Force required to move an atom or molecule

The images show the 2D potential landscapes of the tip–sample interaction energies during the manipulation of (a) cobalt and (b) CO on a Cu(111) surface. The energy scales of the color-coded images are shifted so that U = 0 at the preferred adsorption site for cobalt and CO. The superimposed ball-and-stick model represents the Cu(111) lattice. The size of each image is 550 × 480 pm. (Adapted with permission. Copyright 2008 American Association for the Advancement of Science.)

Exactly how much force do you need to move an atom or a molecule along a surface? Markus Ternes and colleagues at the IBM Research Division Almaden Research Center and the University of Regensburg (Germany) combined the techniques of scanning tunneling microscopy (STM) and atomic force microscopy in a single instrument to get the answer for individual cobalt atoms and CO molecules.

The investigators set up a quartz tuning fork so that one prong was fixed and the other, with a tip at its end, was hanging free. The free prong acted as a cantilever; changes in its bending were measured as the quartz deformed and produced small piezoelectric currents.

The free prong was oscillated at constant amplitude. A force between the tip and the surface changed the resonant frequency of the prong. By recording the change in frequency as a function of the tip–surface distance, Ternes and colleagues quantified the interaction forces between the tip and the atom or molecule.

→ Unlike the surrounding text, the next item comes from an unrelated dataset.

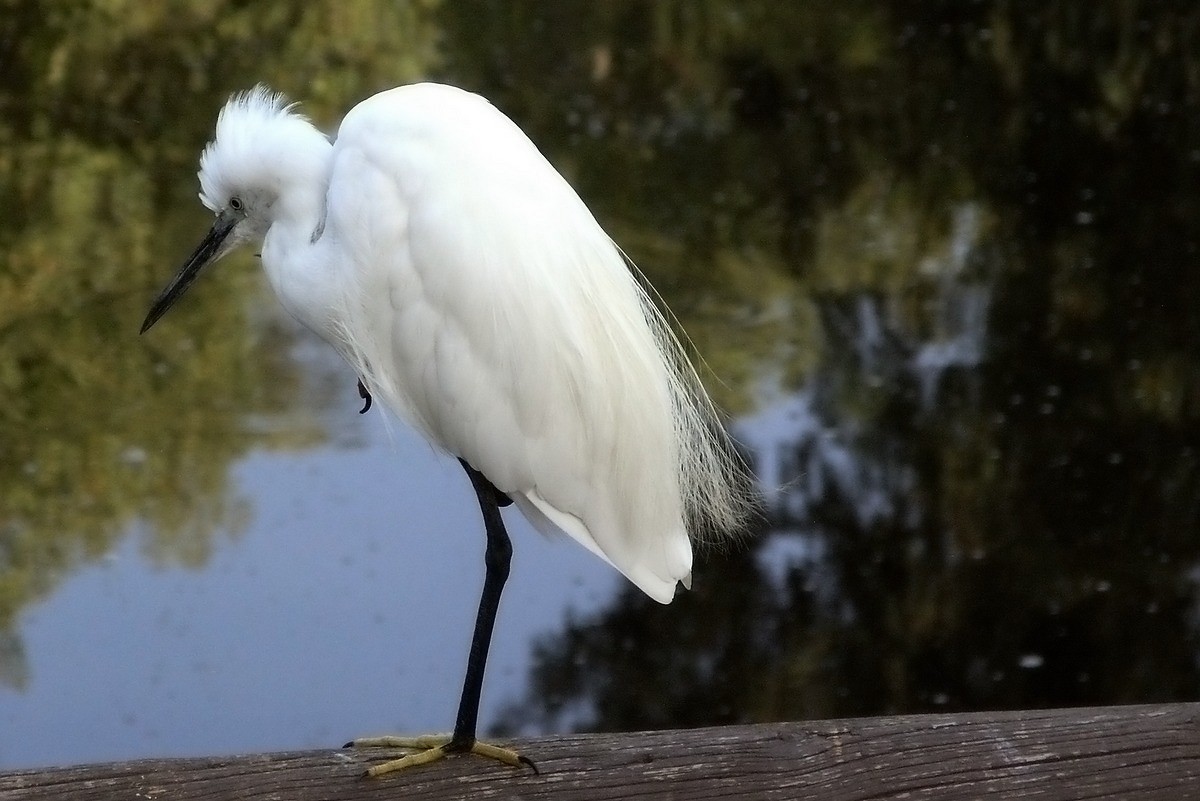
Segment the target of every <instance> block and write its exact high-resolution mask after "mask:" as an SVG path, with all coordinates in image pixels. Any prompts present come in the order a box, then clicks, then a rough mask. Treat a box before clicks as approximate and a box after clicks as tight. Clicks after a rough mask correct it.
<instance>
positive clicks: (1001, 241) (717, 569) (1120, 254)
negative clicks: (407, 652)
mask: <svg viewBox="0 0 1200 801" xmlns="http://www.w3.org/2000/svg"><path fill="white" fill-rule="evenodd" d="M120 5H121V4H118V6H120ZM109 7H110V8H115V7H116V6H112V4H109ZM1196 23H1200V11H1194V10H1192V8H1189V7H1180V6H1175V5H1172V4H1159V5H1154V6H1140V5H1136V4H1134V5H1129V4H1122V2H1116V1H1115V0H1114V1H1112V2H1108V1H1105V2H1096V4H1092V6H1090V11H1088V13H1087V14H1080V13H1079V12H1078V10H1074V8H1073V6H1072V4H1054V2H1051V4H1043V5H1042V6H1039V8H1037V10H1033V11H1031V10H1028V8H1026V7H1021V8H1015V7H1013V6H1012V5H1010V4H1002V2H978V4H946V5H930V4H925V5H922V6H913V7H910V6H908V5H905V4H893V5H890V6H881V5H880V4H876V2H850V4H840V5H838V7H836V8H832V7H829V6H828V4H806V2H794V4H774V2H756V1H746V0H738V1H737V2H733V1H732V0H731V2H708V4H703V5H702V6H697V5H696V4H692V2H684V1H682V0H680V1H678V2H676V1H671V0H662V1H656V2H648V1H641V2H640V1H632V0H625V1H614V2H606V4H582V2H556V4H540V2H523V1H520V0H518V1H509V2H496V4H490V2H485V4H479V5H478V6H475V7H473V8H470V10H467V8H466V7H464V6H462V5H460V4H443V5H438V4H388V2H379V4H372V2H361V4H353V5H347V4H335V2H311V4H304V6H302V7H301V6H298V7H296V8H293V10H282V8H280V7H265V6H258V5H248V6H247V5H244V4H221V2H194V4H182V5H181V6H178V7H175V8H173V11H172V12H170V14H167V12H164V11H161V10H158V7H157V6H149V5H146V4H133V2H130V4H125V7H122V8H121V11H120V13H115V14H114V16H113V17H107V16H104V14H103V13H101V12H98V11H92V10H88V8H84V7H76V6H61V7H60V6H54V10H46V8H42V6H41V4H16V5H14V6H13V7H12V8H10V10H8V11H6V13H5V14H4V17H2V19H0V43H2V42H10V43H11V42H22V43H23V44H22V47H20V48H14V47H0V72H2V73H4V74H6V76H10V77H20V78H22V79H20V80H17V79H16V78H13V79H12V80H10V82H8V83H7V84H6V89H4V90H0V112H2V113H0V141H2V143H4V144H2V147H4V150H2V153H4V155H2V157H0V206H2V218H4V221H5V222H4V224H2V225H0V254H2V257H0V258H2V260H0V398H2V403H0V454H2V458H0V487H2V488H4V489H2V493H4V494H2V506H0V632H2V633H0V681H2V682H5V683H6V685H7V686H8V687H11V688H17V689H20V688H23V687H24V688H29V687H30V686H31V683H34V682H36V681H37V680H38V676H37V675H36V674H34V673H31V670H30V661H29V656H28V655H29V648H28V643H25V640H24V639H23V625H22V615H26V614H29V613H30V610H36V609H40V608H43V604H47V603H48V602H49V601H53V600H54V598H56V597H59V596H56V595H55V594H56V591H58V590H59V589H60V588H62V586H64V585H65V584H67V583H68V582H70V580H71V577H72V576H79V573H78V571H80V568H82V567H83V566H85V565H102V564H103V562H102V561H101V560H102V558H104V556H106V555H112V554H114V553H121V554H126V553H130V552H128V548H130V542H136V543H137V544H136V546H134V547H133V552H134V553H142V554H143V555H144V558H146V559H149V560H150V561H151V562H152V564H158V565H187V566H192V567H200V566H208V567H209V570H211V565H212V564H214V560H215V559H218V558H220V554H228V553H230V550H229V549H230V548H236V547H246V548H250V549H253V548H258V547H262V543H260V542H259V541H257V540H256V536H257V535H256V534H254V532H256V531H258V529H257V528H256V525H259V524H260V523H262V519H260V518H262V514H263V511H262V510H263V507H262V506H260V505H259V504H260V501H258V500H257V499H259V498H260V496H262V493H263V489H262V488H258V489H254V490H253V492H252V490H251V487H252V483H247V481H246V478H245V476H244V475H242V474H240V472H239V468H238V465H245V464H247V463H254V464H257V462H253V460H254V459H259V458H262V453H264V452H266V453H283V454H284V456H287V457H288V459H295V458H301V457H299V456H298V454H301V453H305V454H320V453H328V451H324V450H320V448H318V450H311V448H313V447H314V446H318V445H320V444H322V442H324V441H328V439H326V438H330V436H332V438H334V439H335V440H337V438H338V436H340V434H338V433H337V432H336V430H335V432H332V433H331V432H330V428H329V424H330V423H329V421H330V420H331V418H332V417H334V416H336V415H334V414H332V412H331V411H330V410H331V409H342V406H340V405H337V404H341V403H346V405H344V409H348V410H349V412H348V414H352V412H353V409H352V406H353V403H354V398H353V397H350V398H349V399H348V401H342V399H341V398H342V393H343V392H344V393H346V395H350V396H353V385H352V384H346V385H344V386H343V384H342V381H343V379H344V377H343V375H342V374H341V373H338V372H337V371H336V368H328V369H325V371H324V372H322V369H318V371H317V372H316V377H314V374H313V371H312V365H311V363H310V365H305V363H304V362H305V361H306V360H302V359H298V357H296V354H298V353H301V350H300V347H299V345H298V342H296V338H295V332H294V330H293V329H290V327H287V326H281V325H280V324H278V321H277V318H276V317H274V312H269V311H265V309H264V307H262V306H260V303H262V302H265V301H263V300H262V299H263V296H262V294H260V289H262V287H260V279H259V277H258V276H257V270H256V267H254V265H253V264H251V263H250V261H248V260H247V261H246V263H241V264H229V265H222V267H223V269H222V270H220V271H218V272H217V273H215V275H214V276H210V279H209V281H208V282H205V287H204V288H203V290H202V291H200V295H198V296H197V297H194V299H192V301H193V302H192V303H190V305H188V307H186V308H180V309H179V311H178V315H173V317H174V319H173V320H172V325H170V326H169V327H168V329H166V330H161V331H160V330H156V331H155V336H154V337H152V338H151V339H144V341H134V339H133V338H132V333H133V331H134V330H136V326H137V324H138V321H139V320H140V318H142V314H143V313H144V311H145V308H144V307H145V302H146V300H148V299H149V297H151V296H152V295H154V291H155V289H156V288H157V287H158V285H160V284H161V281H162V278H163V276H164V275H167V273H169V272H170V270H172V267H174V266H176V265H175V264H174V261H173V260H174V259H175V258H178V257H179V255H181V254H184V253H185V252H186V251H187V248H188V246H190V245H191V242H192V241H193V240H194V237H196V234H197V231H198V230H200V229H202V228H203V227H204V221H203V218H202V215H200V212H199V207H198V204H197V203H196V201H194V198H193V194H194V177H193V173H194V158H196V153H197V147H198V146H199V144H202V143H203V141H204V139H205V137H206V135H208V132H209V130H210V128H211V125H212V119H211V118H212V113H214V110H215V109H216V108H218V106H220V103H221V101H222V98H223V97H224V95H227V94H228V92H229V91H232V90H235V89H244V88H245V86H246V85H247V84H250V83H253V82H254V80H258V79H266V80H269V82H272V83H274V84H276V85H277V86H280V88H281V89H283V90H287V91H289V92H292V94H293V95H295V96H298V97H304V98H306V100H307V101H308V102H307V104H306V108H307V109H308V110H310V112H311V113H312V114H313V116H314V118H316V119H317V120H318V121H325V120H330V119H335V116H336V115H337V114H340V113H341V110H343V109H344V108H347V107H348V106H349V104H350V103H353V102H354V101H355V100H358V98H360V97H362V96H365V95H367V94H370V92H371V91H373V90H374V89H378V88H383V86H386V85H391V84H396V83H402V82H406V80H409V79H413V78H416V77H419V76H422V74H424V76H434V77H443V78H446V79H450V80H452V82H454V83H458V84H462V85H466V86H468V88H472V89H478V90H481V91H484V92H486V94H487V95H488V96H490V97H492V98H494V101H496V102H497V104H498V106H500V107H502V108H503V109H505V110H506V112H509V113H510V114H511V115H512V116H514V118H516V119H517V120H518V121H520V122H521V124H522V126H523V127H526V128H527V130H528V131H529V132H530V133H532V134H533V137H534V139H535V140H536V141H539V143H541V144H544V146H545V149H546V151H547V153H548V155H550V156H551V158H552V159H553V161H554V162H556V163H557V164H559V165H560V167H562V169H563V170H564V171H565V173H568V174H569V176H570V177H571V180H572V182H574V183H575V185H576V186H577V187H578V188H580V191H581V193H582V194H583V197H586V198H587V199H588V200H589V203H590V204H592V205H593V206H594V207H595V209H596V211H598V213H599V216H600V217H601V218H602V219H604V222H605V224H606V225H607V227H608V228H610V230H611V231H612V233H613V234H614V236H616V237H617V239H618V240H619V241H620V242H622V243H623V245H624V246H625V247H626V249H628V251H629V252H630V253H631V255H632V257H634V258H635V259H636V260H637V261H638V263H640V264H641V265H642V267H643V269H644V270H646V272H647V273H648V275H649V276H650V278H652V279H653V282H654V283H655V285H656V287H658V288H659V290H660V291H661V293H662V294H664V296H665V297H666V300H667V301H668V303H670V305H671V306H672V308H673V309H674V311H676V312H677V313H678V315H679V318H680V320H682V323H683V325H684V326H685V327H686V330H688V331H689V333H690V335H691V336H692V338H694V341H695V343H696V345H697V349H698V350H700V351H701V353H702V354H703V355H704V357H706V361H707V365H708V372H707V373H706V378H707V379H709V380H710V385H712V386H713V389H714V391H715V393H716V395H718V396H719V398H720V401H721V403H722V404H725V405H726V406H727V408H730V409H732V410H734V411H737V412H739V414H740V415H742V417H740V418H739V421H738V422H737V423H736V427H737V428H738V429H739V432H740V434H742V439H743V440H744V441H745V442H746V444H748V446H750V447H751V450H752V458H754V459H755V462H756V464H757V466H758V469H760V474H761V475H762V477H763V478H764V481H766V482H767V484H768V489H769V490H770V498H772V506H770V516H769V519H768V520H767V522H766V523H764V525H763V530H762V531H761V532H760V534H761V535H762V536H760V537H758V538H757V540H755V541H752V543H750V546H749V547H746V548H745V549H742V550H737V552H733V553H728V554H724V555H713V556H710V558H709V559H708V560H707V561H706V562H704V564H703V565H701V566H700V567H698V570H697V574H696V583H695V584H696V590H695V591H694V592H690V594H686V595H684V596H683V597H680V598H679V601H678V602H677V603H674V604H672V606H671V607H668V608H660V607H658V606H656V604H653V603H652V602H648V601H647V600H644V598H642V597H640V596H638V595H637V594H636V592H634V591H631V590H629V589H628V588H626V589H624V590H622V591H620V592H619V594H618V595H617V596H616V597H614V598H613V600H611V601H607V602H604V604H602V606H600V607H599V608H594V607H595V606H596V604H598V603H599V602H596V601H595V600H594V598H593V600H592V601H589V602H588V603H586V604H581V606H580V607H578V608H577V609H576V610H575V612H574V613H571V614H570V615H569V616H566V620H565V622H564V624H563V625H562V627H560V630H559V631H557V632H556V633H553V634H548V636H546V637H544V638H542V640H541V642H540V644H539V645H538V648H536V649H535V652H534V661H535V668H534V671H533V674H532V681H530V687H529V689H528V692H522V691H521V689H520V687H521V685H522V683H523V682H522V681H521V680H520V679H515V680H511V681H509V682H508V685H506V691H505V693H504V694H506V695H508V697H509V698H510V699H511V710H510V711H509V712H508V713H506V715H504V716H502V717H503V724H504V725H505V727H508V728H522V727H524V728H560V727H587V728H641V727H649V725H679V724H700V723H718V722H728V721H748V719H769V718H784V717H788V718H794V717H804V716H821V715H840V713H875V712H888V711H910V710H925V709H978V707H997V706H1037V705H1050V704H1073V703H1115V701H1133V700H1166V699H1188V698H1194V697H1195V695H1196V692H1198V688H1200V676H1198V674H1196V671H1198V668H1196V663H1198V662H1196V631H1195V610H1196V586H1195V576H1196V570H1195V566H1196V555H1198V553H1196V552H1198V544H1196V543H1198V538H1196V530H1198V524H1200V500H1198V499H1200V424H1198V418H1200V369H1198V367H1196V354H1198V353H1200V327H1198V326H1196V324H1195V319H1196V317H1195V314H1194V313H1193V308H1192V307H1193V305H1194V299H1195V297H1200V285H1198V282H1200V271H1196V270H1195V269H1194V267H1195V261H1196V252H1198V246H1196V234H1195V225H1196V219H1198V218H1200V215H1198V210H1200V200H1198V194H1196V187H1198V186H1200V180H1198V179H1200V139H1198V134H1196V132H1195V130H1194V126H1193V125H1192V122H1190V121H1192V120H1194V119H1195V115H1196V110H1198V109H1196V104H1198V100H1196V98H1198V97H1200V89H1198V86H1196V79H1195V76H1196V74H1200V73H1198V70H1196V55H1195V54H1196V53H1200V47H1198V46H1200V42H1196V41H1194V40H1195V31H1198V30H1200V25H1198V24H1196ZM247 42H253V43H254V47H247ZM130 54H138V55H136V56H134V55H130ZM113 64H120V65H124V66H122V67H121V68H120V70H114V68H110V66H112V65H113ZM301 344H302V343H301ZM338 414H340V412H338ZM352 439H353V438H352ZM355 441H356V440H355ZM352 444H353V442H352ZM314 458H317V457H314ZM413 458H416V457H415V456H414V457H413ZM288 459H286V460H288ZM372 469H374V468H372ZM289 480H290V478H289ZM295 480H298V478H295ZM355 492H356V490H355ZM388 492H390V490H389V489H385V488H380V489H379V493H382V494H386V493H388ZM397 492H398V490H397ZM346 495H347V499H346V500H344V501H337V502H344V504H346V505H344V506H341V507H338V506H337V502H335V501H336V499H334V498H328V501H329V508H330V510H347V508H350V510H353V508H355V505H356V504H362V502H366V501H365V500H364V499H361V498H359V496H358V495H356V494H355V493H352V492H350V490H349V489H348V490H347V492H346ZM350 495H354V498H350ZM340 513H342V512H340V511H330V514H331V516H332V517H335V518H336V517H337V516H338V514H340ZM431 517H433V516H432V514H431ZM378 525H380V526H384V525H385V523H383V522H379V523H378ZM430 525H436V523H433V520H431V522H430ZM437 525H440V524H437ZM444 530H449V529H444ZM134 531H140V532H142V536H140V538H138V540H134V541H131V540H128V538H127V537H128V536H130V535H131V532H134ZM239 531H245V532H246V534H242V535H240V536H241V537H244V538H242V540H238V536H239V534H238V532H239ZM314 547H316V546H314ZM518 554H520V552H518ZM398 558H400V556H397V559H398ZM464 558H466V556H464ZM518 559H520V555H518ZM547 559H550V560H551V561H550V562H548V564H552V565H553V564H554V561H556V560H557V559H558V558H557V556H547ZM448 580H452V579H448ZM587 580H590V579H587ZM530 591H534V589H533V588H530ZM598 595H602V594H598ZM545 603H546V604H547V606H546V608H550V604H551V603H562V601H560V600H559V601H554V602H551V601H546V602H545ZM559 608H562V607H554V609H559ZM114 614H116V613H114ZM563 614H565V613H558V612H556V616H554V618H552V619H554V620H557V619H559V615H563ZM502 616H503V613H502ZM391 622H392V624H395V621H391ZM502 624H503V621H502ZM335 645H336V643H331V644H330V645H329V648H323V646H322V645H320V644H319V643H317V644H314V645H313V646H312V648H311V649H308V651H310V652H317V651H323V650H324V651H328V650H331V649H334V646H335ZM215 648H217V649H220V648H232V646H230V645H223V646H222V645H215ZM281 648H282V646H281ZM455 652H457V651H455ZM389 658H390V657H389ZM395 658H396V660H397V661H402V660H403V658H404V657H403V656H396V657H395ZM514 664H516V662H514ZM343 668H344V664H340V666H336V667H335V668H334V669H332V671H335V673H336V671H341V670H342V669H343ZM450 673H454V671H452V670H450ZM343 675H344V674H343ZM377 679H378V680H379V681H384V679H382V677H377ZM67 680H68V679H62V681H67ZM340 680H341V679H340ZM497 686H498V685H494V683H492V685H490V687H492V688H493V689H488V691H486V693H493V692H494V688H496V687H497ZM131 692H132V691H131ZM296 692H299V691H296ZM210 700H211V704H212V705H216V706H220V705H221V704H222V703H223V701H222V700H221V698H218V697H214V698H212V699H210ZM284 700H286V699H284ZM452 700H454V698H452V693H451V694H450V697H449V698H448V700H446V703H448V705H450V704H452ZM79 703H80V704H82V703H83V701H82V700H80V701H79ZM256 703H257V704H263V703H264V701H262V700H258V699H254V700H251V699H246V700H245V704H246V706H247V707H252V706H253V705H254V704H256ZM283 705H284V704H283V703H282V701H281V704H280V706H281V707H282V706H283ZM336 717H337V712H336V710H335V711H330V719H329V721H328V723H326V725H328V728H329V729H330V730H334V731H336V736H335V737H334V739H335V740H336V739H337V737H344V736H349V735H352V734H356V733H355V731H344V730H342V727H343V725H348V724H343V723H340V722H338V721H337V719H335V718H336ZM61 719H64V721H67V722H68V721H71V717H70V716H66V717H64V718H61ZM445 719H449V718H448V717H446V718H445ZM386 722H388V721H383V723H386ZM19 724H20V721H17V722H16V723H13V724H12V725H19ZM235 727H236V724H233V728H235ZM2 728H11V727H0V729H2ZM227 728H229V727H227ZM209 735H210V739H208V740H203V741H197V742H196V743H194V747H196V748H197V749H202V751H214V752H215V751H223V749H227V748H228V746H227V745H223V743H227V742H228V740H227V739H226V740H223V739H222V733H221V731H220V730H210V731H209ZM270 742H271V743H272V745H277V746H284V745H289V743H288V742H287V741H276V740H271V741H270ZM0 745H2V743H0ZM242 745H245V747H250V748H252V747H259V746H256V745H254V743H253V742H246V743H242ZM306 745H307V742H306ZM312 745H316V742H313V743H312ZM262 747H266V746H265V743H264V745H263V746H262ZM130 755H133V754H130ZM2 758H4V753H2V752H0V759H2ZM48 759H54V760H61V761H70V760H71V759H72V757H71V754H70V753H64V754H61V755H54V757H48Z"/></svg>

The investigators discovered that moving a cobalt atom on Pt(111) needed a lateral force of 210 pN that was independent of the vertical force. For cobalt on Cu(111), it only took 17 pN to get the atom moving, suggesting that the lateral force depended on the chemical identity of the surface. For both surfaces, the cobalt atom’s force on the tip was nearly spherically symmetric. In contrast, the forces in manipulating a CO molecule deviated from spherical symmetry.

Forces for cobalt and CO on Cu(111) differed dramatically, even though they have similar tunneling conductance in STM experiments. The investigators measured a 160 pN lateral force for CO molecules that was an order of magnitude larger than that for cobalt atoms. The investigators say that their experiments can lead to a better understanding of the controlled bottom-up assembly mechanisms needed to create nanoscale devices. (Science 2008, 319, 1066–1069)